What makes a good driver?
I have recently returned from Kuwait, where I was involved in presenting a workshop for some employees of a large oil company based there. One of the topics that came up was ‘What makes a good driver?’ We were lucky to have, as part of the team, Professor Steve Stradling, who made an excellent job of outlining what he believed to be the necessary skills and outlook required.
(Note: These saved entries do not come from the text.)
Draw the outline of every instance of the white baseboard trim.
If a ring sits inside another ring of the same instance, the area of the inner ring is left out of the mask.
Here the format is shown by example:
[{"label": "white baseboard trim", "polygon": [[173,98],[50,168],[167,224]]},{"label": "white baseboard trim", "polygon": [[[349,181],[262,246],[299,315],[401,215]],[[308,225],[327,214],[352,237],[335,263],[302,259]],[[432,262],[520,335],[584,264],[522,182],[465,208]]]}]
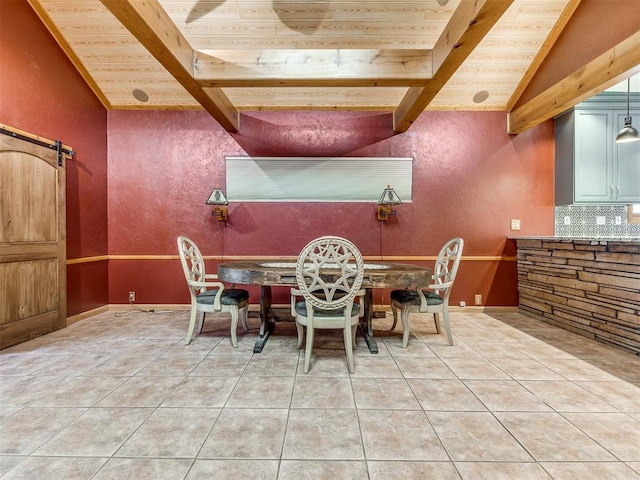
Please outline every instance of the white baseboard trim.
[{"label": "white baseboard trim", "polygon": [[[289,304],[286,303],[282,303],[282,304],[273,304],[272,305],[273,308],[289,308]],[[105,312],[125,312],[127,310],[132,310],[132,309],[140,309],[141,311],[146,311],[146,312],[150,312],[151,310],[153,310],[153,312],[160,312],[160,311],[167,311],[167,310],[175,310],[175,311],[189,311],[189,309],[191,308],[191,305],[188,303],[177,303],[177,304],[143,304],[143,305],[138,305],[138,304],[134,304],[134,306],[130,305],[130,304],[109,304],[109,305],[103,305],[101,307],[98,308],[94,308],[93,310],[87,310],[86,312],[82,312],[79,313],[78,315],[73,315],[71,317],[67,317],[67,327],[69,325],[73,325],[76,322],[79,322],[80,320],[85,320],[87,318],[91,318],[91,317],[95,317],[96,315],[100,315],[101,313],[105,313]],[[251,304],[249,305],[249,311],[250,312],[258,312],[260,310],[260,305],[258,304]],[[384,312],[388,312],[389,314],[391,313],[391,306],[390,305],[374,305],[373,307],[374,312],[379,312],[379,311],[384,311]],[[452,313],[465,313],[465,312],[469,312],[469,313],[518,313],[518,307],[517,306],[513,306],[513,307],[492,307],[492,306],[467,306],[467,307],[458,307],[458,306],[450,306],[449,307],[449,311]],[[150,312],[150,313],[153,313]]]},{"label": "white baseboard trim", "polygon": [[92,310],[87,310],[86,312],[82,312],[77,315],[72,315],[70,317],[67,317],[67,327],[69,325],[73,325],[76,322],[79,322],[80,320],[95,317],[96,315],[100,315],[101,313],[108,312],[108,311],[109,311],[109,305],[102,305],[101,307],[94,308]]},{"label": "white baseboard trim", "polygon": [[150,311],[153,310],[154,312],[159,312],[161,310],[175,310],[175,311],[180,311],[180,310],[187,310],[189,311],[191,309],[191,304],[189,303],[184,303],[184,304],[180,304],[180,303],[175,303],[175,304],[171,304],[171,303],[160,303],[160,304],[151,304],[151,303],[145,303],[145,304],[138,304],[138,303],[134,303],[134,304],[128,304],[128,303],[124,303],[124,304],[120,304],[120,303],[111,303],[109,304],[109,311],[110,312],[126,312],[127,310],[145,310],[145,311]]}]

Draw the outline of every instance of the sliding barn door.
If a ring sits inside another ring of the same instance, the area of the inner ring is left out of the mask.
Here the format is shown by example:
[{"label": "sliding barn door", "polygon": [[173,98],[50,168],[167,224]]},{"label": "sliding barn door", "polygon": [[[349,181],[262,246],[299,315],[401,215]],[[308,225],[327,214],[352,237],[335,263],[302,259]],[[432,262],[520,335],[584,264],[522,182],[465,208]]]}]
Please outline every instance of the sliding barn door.
[{"label": "sliding barn door", "polygon": [[0,134],[0,349],[66,323],[65,169]]}]

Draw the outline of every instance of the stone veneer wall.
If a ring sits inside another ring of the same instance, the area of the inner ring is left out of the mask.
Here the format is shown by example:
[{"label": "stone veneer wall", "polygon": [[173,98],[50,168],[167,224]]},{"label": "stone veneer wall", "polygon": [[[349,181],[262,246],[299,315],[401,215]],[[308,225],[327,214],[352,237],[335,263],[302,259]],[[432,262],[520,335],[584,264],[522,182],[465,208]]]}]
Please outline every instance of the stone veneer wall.
[{"label": "stone veneer wall", "polygon": [[522,238],[519,311],[640,354],[640,241]]}]

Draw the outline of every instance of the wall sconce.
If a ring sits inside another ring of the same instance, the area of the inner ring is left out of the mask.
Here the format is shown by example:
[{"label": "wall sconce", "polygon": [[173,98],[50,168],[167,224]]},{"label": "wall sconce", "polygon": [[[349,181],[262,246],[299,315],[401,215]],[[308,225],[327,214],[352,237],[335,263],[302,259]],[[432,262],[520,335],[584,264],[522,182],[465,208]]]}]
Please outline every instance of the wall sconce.
[{"label": "wall sconce", "polygon": [[211,215],[216,217],[216,219],[220,222],[227,223],[227,205],[229,205],[229,201],[227,197],[224,196],[224,192],[216,187],[209,195],[209,198],[206,201],[207,205],[215,205],[215,208],[211,211]]},{"label": "wall sconce", "polygon": [[388,220],[389,215],[395,215],[396,211],[393,207],[401,203],[402,200],[398,194],[391,188],[391,185],[387,185],[378,200],[378,220]]}]

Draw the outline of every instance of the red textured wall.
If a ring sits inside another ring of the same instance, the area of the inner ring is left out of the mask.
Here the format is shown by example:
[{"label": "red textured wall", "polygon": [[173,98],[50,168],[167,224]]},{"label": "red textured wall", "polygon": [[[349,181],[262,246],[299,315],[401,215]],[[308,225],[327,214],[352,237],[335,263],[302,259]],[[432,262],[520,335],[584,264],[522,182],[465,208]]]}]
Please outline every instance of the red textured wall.
[{"label": "red textured wall", "polygon": [[[490,257],[515,255],[512,218],[520,234],[553,234],[553,124],[509,136],[505,121],[501,112],[428,112],[393,135],[388,114],[254,112],[230,135],[203,112],[109,112],[109,253],[175,255],[186,234],[205,255],[295,256],[336,234],[365,256],[425,256],[461,236],[465,256],[489,259],[463,261],[452,300],[482,293],[487,304],[516,305],[515,262]],[[413,202],[386,223],[374,203],[232,203],[225,228],[204,201],[225,184],[227,155],[410,156]],[[130,290],[142,303],[187,301],[177,261],[115,260],[109,271],[110,303]]]},{"label": "red textured wall", "polygon": [[[0,1],[0,123],[70,145],[67,258],[107,253],[107,113],[23,0]],[[69,265],[67,314],[108,301],[107,262]]]},{"label": "red textured wall", "polygon": [[[491,260],[515,254],[509,220],[520,218],[524,235],[553,232],[551,122],[510,137],[504,113],[429,112],[394,136],[386,114],[261,112],[244,114],[229,135],[203,112],[112,111],[107,128],[105,110],[23,0],[0,1],[0,65],[0,123],[77,152],[67,164],[70,259],[175,255],[179,234],[206,255],[296,255],[334,233],[365,255],[424,256],[460,235],[470,259],[452,300],[482,293],[487,304],[516,305],[515,262]],[[224,185],[225,155],[411,156],[413,203],[384,225],[373,204],[238,203],[225,228],[204,205]],[[187,301],[176,260],[88,262],[69,265],[68,314],[124,303],[129,290],[142,303]]]}]

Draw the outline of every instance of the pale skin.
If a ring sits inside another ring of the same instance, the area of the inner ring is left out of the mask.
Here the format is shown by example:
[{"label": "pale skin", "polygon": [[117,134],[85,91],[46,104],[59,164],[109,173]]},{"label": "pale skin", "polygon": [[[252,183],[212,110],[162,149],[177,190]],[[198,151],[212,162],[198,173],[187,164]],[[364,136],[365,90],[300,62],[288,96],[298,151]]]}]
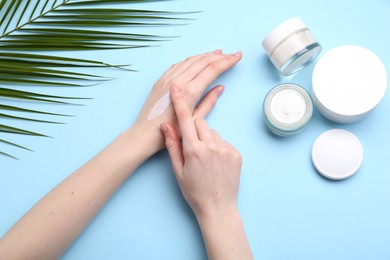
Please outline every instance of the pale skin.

Of course, it’s hard to come to a definitive explanation of just what ‘good’ drivers are, and what they do. To many, Formula 1 heroes are
the gold standard where driving is concerned. But to others, they have certain advantages not enjoyed by the rest of us. For a start, all their race driving is one on one-way streets. Next, they are surrounded by the most amazing technology that can help them survive even severe impacts. There are no pedestrians to worry about on the roads they use, and – to cap it all – there are helpful people ready to brandish flags every few hundred metres, just in case there’s trouble ahead.
As for the rest of us, well – we have to deal with a lot more in the way of hazards, distractions and dangers. Driving is difficult, because so much is involved. We’re navigating, choosing and maintaining a correct position on the road, obeying rules, signs and signals, using in-car equipment, keeping an appropriate speed, trying to maintain our own wellbeing and ensuring we don’t compromise safety through fatigue, impairment or distraction.
Not easy, really. But, according to Steve Stradling, a good driver will shine through all these tasks to be good at two things. First, observation – the science of knowing what’s going on around us at all times. Second, anticipation – the art of predicting what might happen next, so that nothing need come as a surprise.
Another pair of factors to consider are task demand and driver capability. The difficulties of the driving task are increased by poor weather, poor visibility, heavy traffic, awkward junctions and demanding passengers. Unfamiliar vehicles and inappropriate speeds also make the driving task harder. Driver capability is influenced by age and experience, and can be adversely affected by fatigue, impairment, distraction, stress and anger.
As long as driver capability exceeds task demand, then you’re in control of the driving task. The larger the gap between the two, the bigger your safety margin. However, if task demand exceeds capability, then you’ve lost your safety margin and you’re at high risk of an incident.
One clear output from the Kuwait workshop was that our perceptions of capability often exceed reality, while our perception of task demand fall short of reality. Many of us think we’re a lot better than we really are. We may be ‘closer to the edge’ on more occasions than we realise, and when we do realise we’re at risk, we tend to be very poor at learning from the experience.
Therefore, next time, we’ll take a look at some self-analysis techniques that could prove effective in building up that safety margin. Because, on today’s roads, working to own as big a margin as possible between driver capability and task demand must surely be the sign of a good driver.